I am working on methylation data and I want to use WGCNA on them. The data are the beta values of 400K CpG probes and ~30 samples which were transformed by log2(beta+1) (The data then have a nice scale-free topology profile when the soft threshold is calculated, I think it is a good sign? ). So, if someone already use WGCNA for this kind of data, I would have some questions: Firstly, are my data properly normalized? And secondly, how can I choose the maximal number of blocks for the blockWiseModule function ? I have access to a cluster, can I deduct the maxBlockSize when I know the available RAM?
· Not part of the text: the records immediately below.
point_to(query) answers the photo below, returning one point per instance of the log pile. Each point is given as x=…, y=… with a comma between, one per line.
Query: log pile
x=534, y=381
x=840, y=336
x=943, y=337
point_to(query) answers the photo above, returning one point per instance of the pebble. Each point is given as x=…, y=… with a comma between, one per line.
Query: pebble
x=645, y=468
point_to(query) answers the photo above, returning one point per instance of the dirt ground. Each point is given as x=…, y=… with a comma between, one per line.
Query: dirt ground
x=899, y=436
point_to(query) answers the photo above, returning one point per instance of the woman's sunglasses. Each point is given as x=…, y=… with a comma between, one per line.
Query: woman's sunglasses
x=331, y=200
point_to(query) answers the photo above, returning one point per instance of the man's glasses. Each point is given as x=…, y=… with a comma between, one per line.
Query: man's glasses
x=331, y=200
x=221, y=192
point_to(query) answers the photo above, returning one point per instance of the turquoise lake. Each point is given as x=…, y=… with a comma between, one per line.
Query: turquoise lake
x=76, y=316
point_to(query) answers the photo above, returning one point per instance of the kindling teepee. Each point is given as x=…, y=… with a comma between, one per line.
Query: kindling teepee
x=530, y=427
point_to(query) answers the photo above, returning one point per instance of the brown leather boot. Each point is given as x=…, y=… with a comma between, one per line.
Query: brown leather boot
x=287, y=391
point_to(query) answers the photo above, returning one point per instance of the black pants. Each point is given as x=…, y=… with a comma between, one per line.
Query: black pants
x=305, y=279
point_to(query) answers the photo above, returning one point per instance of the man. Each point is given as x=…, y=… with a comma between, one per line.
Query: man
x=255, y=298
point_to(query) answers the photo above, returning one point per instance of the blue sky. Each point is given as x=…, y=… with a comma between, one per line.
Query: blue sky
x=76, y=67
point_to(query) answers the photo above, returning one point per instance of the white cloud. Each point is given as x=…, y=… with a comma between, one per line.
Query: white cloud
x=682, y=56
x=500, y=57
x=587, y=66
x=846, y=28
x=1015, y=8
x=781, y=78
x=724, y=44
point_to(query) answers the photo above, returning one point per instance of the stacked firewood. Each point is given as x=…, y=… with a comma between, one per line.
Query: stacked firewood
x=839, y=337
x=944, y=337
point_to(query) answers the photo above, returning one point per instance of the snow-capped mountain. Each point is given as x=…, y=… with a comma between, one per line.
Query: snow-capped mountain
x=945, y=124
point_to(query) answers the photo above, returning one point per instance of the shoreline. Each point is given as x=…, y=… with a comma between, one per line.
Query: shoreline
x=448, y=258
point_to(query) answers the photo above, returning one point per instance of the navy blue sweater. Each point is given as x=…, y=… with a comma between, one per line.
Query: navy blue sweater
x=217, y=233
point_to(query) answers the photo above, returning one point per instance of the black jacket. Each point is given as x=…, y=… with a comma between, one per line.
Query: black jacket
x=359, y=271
I have done a few WGCNA analyses on Illumina 450k methylation data. I used beta values and filtered the data down to about 300k most variant probes. I haven't thought deeply about which transformation is best for methylation data but using beta values worked fairly well. I would not use a log2(beta +1) transformation since it will exaggerate differences in CpGs with low methylation; this transformation is useful for count data.
maxBlockSize indeed depends mainly on available RAM. I would say you should be able to use maxBlockSize around 30k if you have 64GB of RAM, perhaps even 32GB. Increase the maxBlockSize by a factor of 1.4 for every doubling of RAM; with 256GB you should be able to use block size of ~60k, 1TB would let you use ~120k etc. You can play with the block sizes to some degree; in my experience the actual maximum block size usable on a system depends also on how the system is configured, how much swap space there is etc.
Thanks a lot for your quick reply and your great job on WGCNA !
After several tests, I used a maxBlockSize of 60K with 128GB of RAM with the beta values. It worked out fine :)
Enora